Subject Until 1 January 2016 After 1 January 2016
Maximum duration 38 months. 24 months, plus a possible supplement on the basis of a settlement agreement, CBA or social plan.
Amount First two months 75% and thereafter 70% of daily wage. No change.
Accrual 1 year employment history is equal to 1 month unemployment benefits. For the first 10 years 1 year employment history is equal to 1 month unemployment benefits and thereafter, 1 year work experience is equal to 0.5 month unemployment benefits.* The service years until 1 January 2016 will be calculated in the manner used until 1 January 2016 and as of 1 January 2016 the new rule for calculation of accrual of unemployment benefits applies.   
Appropriate alternative labour After 1 year all labour is appropriate (note: in order to stay entitled to unemployment benefits, the person has a job-search requirement). As of 1 July 2015, all labour is appropriate after 0.5 year.
Setting off income (as a rule) setting off hours (note: it is possible to work part-time and still receive part of the unemployment benefits). Setting off income as of the first day the person receives unemployment benefits.
  1. Daily wage

As of 1 January 2016, the maximum daily wage (for social security purposes) is EUR 202.17 gross.

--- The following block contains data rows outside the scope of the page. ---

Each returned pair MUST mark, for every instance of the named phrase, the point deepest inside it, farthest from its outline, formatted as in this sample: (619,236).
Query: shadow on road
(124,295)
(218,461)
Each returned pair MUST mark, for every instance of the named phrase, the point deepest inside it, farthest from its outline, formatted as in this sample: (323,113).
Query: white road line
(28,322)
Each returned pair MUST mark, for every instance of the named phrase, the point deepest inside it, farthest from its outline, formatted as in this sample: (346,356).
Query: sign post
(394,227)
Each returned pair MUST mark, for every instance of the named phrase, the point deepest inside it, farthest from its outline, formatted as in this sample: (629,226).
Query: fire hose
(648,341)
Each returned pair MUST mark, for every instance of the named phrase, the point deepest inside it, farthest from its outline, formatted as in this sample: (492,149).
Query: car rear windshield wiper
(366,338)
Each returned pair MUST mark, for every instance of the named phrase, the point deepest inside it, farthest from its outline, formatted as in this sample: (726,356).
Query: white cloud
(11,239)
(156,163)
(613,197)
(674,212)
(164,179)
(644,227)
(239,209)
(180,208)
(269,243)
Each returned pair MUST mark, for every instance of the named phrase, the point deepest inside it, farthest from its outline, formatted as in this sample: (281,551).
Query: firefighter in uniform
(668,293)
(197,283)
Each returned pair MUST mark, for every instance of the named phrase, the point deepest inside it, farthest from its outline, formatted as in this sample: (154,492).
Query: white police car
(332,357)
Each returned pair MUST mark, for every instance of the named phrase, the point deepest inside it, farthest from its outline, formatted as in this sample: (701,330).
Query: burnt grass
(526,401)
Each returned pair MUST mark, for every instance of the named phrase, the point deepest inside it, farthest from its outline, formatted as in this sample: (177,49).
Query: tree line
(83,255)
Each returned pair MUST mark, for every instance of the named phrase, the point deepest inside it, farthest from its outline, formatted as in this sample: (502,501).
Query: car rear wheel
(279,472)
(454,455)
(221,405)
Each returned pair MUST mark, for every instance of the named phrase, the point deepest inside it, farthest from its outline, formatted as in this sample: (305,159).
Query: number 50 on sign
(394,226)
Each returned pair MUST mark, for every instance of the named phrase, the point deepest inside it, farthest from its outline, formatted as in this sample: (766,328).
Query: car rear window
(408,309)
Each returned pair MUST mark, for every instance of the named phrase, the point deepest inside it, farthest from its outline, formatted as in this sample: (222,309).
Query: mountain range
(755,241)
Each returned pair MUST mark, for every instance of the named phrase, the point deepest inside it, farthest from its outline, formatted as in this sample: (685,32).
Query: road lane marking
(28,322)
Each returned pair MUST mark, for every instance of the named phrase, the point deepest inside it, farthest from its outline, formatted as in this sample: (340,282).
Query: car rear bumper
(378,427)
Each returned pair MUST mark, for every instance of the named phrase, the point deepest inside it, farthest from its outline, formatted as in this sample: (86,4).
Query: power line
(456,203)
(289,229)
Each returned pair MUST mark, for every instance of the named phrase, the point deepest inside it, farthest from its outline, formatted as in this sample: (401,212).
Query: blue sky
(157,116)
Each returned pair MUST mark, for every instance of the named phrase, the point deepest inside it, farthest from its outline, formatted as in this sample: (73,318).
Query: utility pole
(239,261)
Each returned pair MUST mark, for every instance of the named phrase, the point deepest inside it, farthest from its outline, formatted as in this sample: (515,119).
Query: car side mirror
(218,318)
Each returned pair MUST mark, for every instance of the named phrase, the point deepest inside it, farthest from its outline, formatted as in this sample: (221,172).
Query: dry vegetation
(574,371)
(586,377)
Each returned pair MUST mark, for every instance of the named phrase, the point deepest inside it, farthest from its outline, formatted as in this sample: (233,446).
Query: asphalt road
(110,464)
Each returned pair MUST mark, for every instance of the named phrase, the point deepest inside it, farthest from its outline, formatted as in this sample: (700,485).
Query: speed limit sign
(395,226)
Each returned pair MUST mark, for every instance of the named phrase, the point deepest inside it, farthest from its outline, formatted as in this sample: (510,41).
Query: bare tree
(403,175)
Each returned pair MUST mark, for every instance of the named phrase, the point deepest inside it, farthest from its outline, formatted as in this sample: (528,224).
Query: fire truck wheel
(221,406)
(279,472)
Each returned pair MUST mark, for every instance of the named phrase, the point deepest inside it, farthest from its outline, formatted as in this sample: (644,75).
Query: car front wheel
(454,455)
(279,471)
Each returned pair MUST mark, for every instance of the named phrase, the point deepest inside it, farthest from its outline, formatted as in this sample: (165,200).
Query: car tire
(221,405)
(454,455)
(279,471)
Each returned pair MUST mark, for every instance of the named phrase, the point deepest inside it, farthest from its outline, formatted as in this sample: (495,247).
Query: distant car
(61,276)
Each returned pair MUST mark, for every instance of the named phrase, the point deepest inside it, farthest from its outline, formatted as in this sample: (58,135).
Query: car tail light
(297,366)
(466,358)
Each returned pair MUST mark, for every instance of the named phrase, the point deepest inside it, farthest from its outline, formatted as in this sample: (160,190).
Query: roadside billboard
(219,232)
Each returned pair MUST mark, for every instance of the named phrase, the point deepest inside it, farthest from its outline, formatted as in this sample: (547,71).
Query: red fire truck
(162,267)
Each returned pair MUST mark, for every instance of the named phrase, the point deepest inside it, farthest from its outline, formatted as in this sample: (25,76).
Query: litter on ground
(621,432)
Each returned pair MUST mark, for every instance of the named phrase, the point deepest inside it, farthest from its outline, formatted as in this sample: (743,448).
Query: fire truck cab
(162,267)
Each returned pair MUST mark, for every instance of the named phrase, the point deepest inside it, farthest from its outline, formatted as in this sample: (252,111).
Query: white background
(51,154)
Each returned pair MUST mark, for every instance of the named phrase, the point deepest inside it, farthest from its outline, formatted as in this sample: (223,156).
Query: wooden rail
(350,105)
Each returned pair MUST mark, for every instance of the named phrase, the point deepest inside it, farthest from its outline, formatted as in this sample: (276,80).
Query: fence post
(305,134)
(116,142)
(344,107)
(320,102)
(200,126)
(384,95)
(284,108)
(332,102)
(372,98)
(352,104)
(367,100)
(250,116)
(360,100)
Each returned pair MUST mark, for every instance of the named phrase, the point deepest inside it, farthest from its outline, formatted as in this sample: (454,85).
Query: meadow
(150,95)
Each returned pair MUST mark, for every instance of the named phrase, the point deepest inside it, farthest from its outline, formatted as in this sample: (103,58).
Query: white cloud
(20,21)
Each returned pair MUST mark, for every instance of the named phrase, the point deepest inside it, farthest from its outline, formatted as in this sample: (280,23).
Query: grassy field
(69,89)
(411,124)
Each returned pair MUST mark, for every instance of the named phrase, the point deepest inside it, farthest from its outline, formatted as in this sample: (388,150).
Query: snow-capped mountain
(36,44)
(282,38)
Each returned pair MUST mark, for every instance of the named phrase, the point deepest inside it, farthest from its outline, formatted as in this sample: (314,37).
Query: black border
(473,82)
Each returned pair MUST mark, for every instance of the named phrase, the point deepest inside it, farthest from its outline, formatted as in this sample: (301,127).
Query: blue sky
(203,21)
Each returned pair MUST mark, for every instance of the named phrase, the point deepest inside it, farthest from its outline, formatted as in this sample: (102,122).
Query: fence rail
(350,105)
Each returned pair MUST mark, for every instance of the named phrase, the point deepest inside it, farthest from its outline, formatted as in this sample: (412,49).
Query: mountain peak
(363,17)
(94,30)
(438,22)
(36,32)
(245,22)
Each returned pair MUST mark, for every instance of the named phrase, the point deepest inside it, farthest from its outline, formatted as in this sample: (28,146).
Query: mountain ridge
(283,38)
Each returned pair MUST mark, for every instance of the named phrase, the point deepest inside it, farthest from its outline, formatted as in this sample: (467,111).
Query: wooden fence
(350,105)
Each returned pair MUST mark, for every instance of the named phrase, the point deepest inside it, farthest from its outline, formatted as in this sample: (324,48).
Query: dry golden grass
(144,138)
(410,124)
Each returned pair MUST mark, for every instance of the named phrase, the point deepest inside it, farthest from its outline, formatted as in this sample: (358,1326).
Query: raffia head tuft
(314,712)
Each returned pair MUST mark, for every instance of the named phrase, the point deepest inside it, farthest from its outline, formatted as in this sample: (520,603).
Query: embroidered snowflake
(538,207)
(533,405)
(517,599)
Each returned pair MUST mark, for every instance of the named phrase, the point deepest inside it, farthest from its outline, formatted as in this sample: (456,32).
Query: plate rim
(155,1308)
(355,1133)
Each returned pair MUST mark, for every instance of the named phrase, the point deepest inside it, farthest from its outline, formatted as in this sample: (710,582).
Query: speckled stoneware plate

  1. Transitional compensation

As of 1 January 2016, the maximum transitional compensation will be increased from EUR 75,000 to EUR 76,000 gross.

  1. State pension age

In 2016, the state pension age will shift to 65 years and 3 months.

  1. Highly skilled migrants

As of 1 January 2016, the income criteria for highly skilled migrants are:

Category highly skilled migrant Gross monthly salary (excl. 8% holiday allowance)
30 years or older EUR 4,240
29 years or older EUR 3,108
Students graduated in the Netherlands EUR 2,218
Blue Card holders EUR 4,968
  1. Privacy

Effective 1 January 2016 the Law on Data Breach Notifications (in Dutch: “Wet Meldplicht datalekken en uitbreiding bestuurlijke boetebevoegdheid Cbp”) will come into force. A company will be obliged to notify the Dutch privacy authority and the affected persons of security breaches with consequences for the protection of personal data. The notification obligation is subject to a penalty, which will be a maximum of EUR 800,000 or 10% of the net annual turnover of the company in the preceding year.

The above-mentioned penalty will apply for all breaches of the privacy law (Dutch Personal Data Protection Act) and is therefore not only applicable to the notification of security breaches.

The Dutch privacy authority will undergo a name change and will be called the Data Protection Authority (in Dutch: “Autoriteit Persoonsgegevens”).